截金は、仏像や仏画の装飾技法として平安時代に確立された、日本古来の伝統技術です。江里朋子は、この截金の伝統を受け継ぎつつ、現代的な感性で新たな表現を追求する截金師(きりかねし)として知られています。彼女の作品は、伝統的な文様を尊重しながらも、現代の生活空間にも調和する洗練されたデザインが特徴です。截金飾箱「皓華」が制作された2011年は、東日本大震災(ひがしにほんだいしんさい)が発生した年であり、作品に込められた「皓華」という名は、困難な時代にあっても希望の光を放つような、清らかで力強い美しさへの願いが込められていると推測されます。また、飾箱という実用的な形状の中に、時間をかけて丁寧に施される截金の装飾を施すことで、日常の中に宿る美しさや、伝統技術の継承への深い意図がうかがえます。
截金飾箱「皓華」には、截金の高度な技法が用いられています。截金は、金箔やプラチナ箔を数枚重ねて焼き、それを細い線や三角形、菱形(ひしがた)などの微細な形に切り、筆と膠水(にかわみず)を用いて器物や絵画の表面に貼り付けて文様を描き出す技法です。この作品では、金箔とプラチナ箔が巧みに使い分けられ、光の当たり方によって異なる輝きを放ち、文様に奥行きと表情を与えています。素材としては、箱の本体に桐(きり)と桑(くわ)という日本の伝統的な木材が用いられています。桐は軽く、防湿・防虫効果に優れるため、古くから貴重品の保管箱に用いられてきました。桑は木目が美しく、堅牢(けんろう)であることから、工芸品によく使われる素材です。これらの素材の選定は、作品の美しさを際立たせるだけでなく、その保存性や機能性をも考慮した、作者ならではの工夫が凝らされています。

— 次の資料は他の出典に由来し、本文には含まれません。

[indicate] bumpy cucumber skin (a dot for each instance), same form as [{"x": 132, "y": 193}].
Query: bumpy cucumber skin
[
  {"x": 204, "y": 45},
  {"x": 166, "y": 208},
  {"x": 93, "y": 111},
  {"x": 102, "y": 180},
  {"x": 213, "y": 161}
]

截金飾箱「皓華」の「皓華(こうか)」という名は、「清らかな輝きを放つ花」を意味すると考えられます。作品全体を覆う文様は、特定の写実的な花ではなく、抽象化された生命力あふれる華やかさを表現していると推測されます。截金が持つ歴史的背景から、仏教美術における極楽浄土(ごくらくじょうど)の荘厳(そうごん)さや、永遠の美を象徴する意味合いも内包している可能性もあります。また、金やプラチナといった貴金属の箔が放つ輝きは、古くから権威、富、神聖さの象徴とされてきました。江里朋子は、これらの伝統的な意味を踏まえつつも、現代における「美」の普遍的な価値、そして静謐(せいひつ)でありながらも力強い生命の輝きを表現しようとしていると考えられます。
江里朋子は、日本の伝統工芸である截金の技術を現代に継承し、さらにその可能性を広げている作家として高い評価を受けています。彼女の作品は、伝統に裏打ちされた確かな技術と、現代的なデザインセンスが融合している点が特徴です。截金飾箱「皓華」のような作品は、伝統工芸が単なる過去の遺物ではなく、現代においても鑑賞者の心を魅了し、新たな価値を創造しうることを示しています。彼女の作品は、国内外の展覧会で発表され、多くの美術愛好家から注目を集めています。江里朋子の活動は、截金という専門性の高い分野において、若い世代の職人や作家に影響を与え、その技術の継承と発展に寄与していると言えるでしょう。彼女の作品は、日本の美術史において、伝統と革新を繋ぐ重要な位置を占めていると評価されています。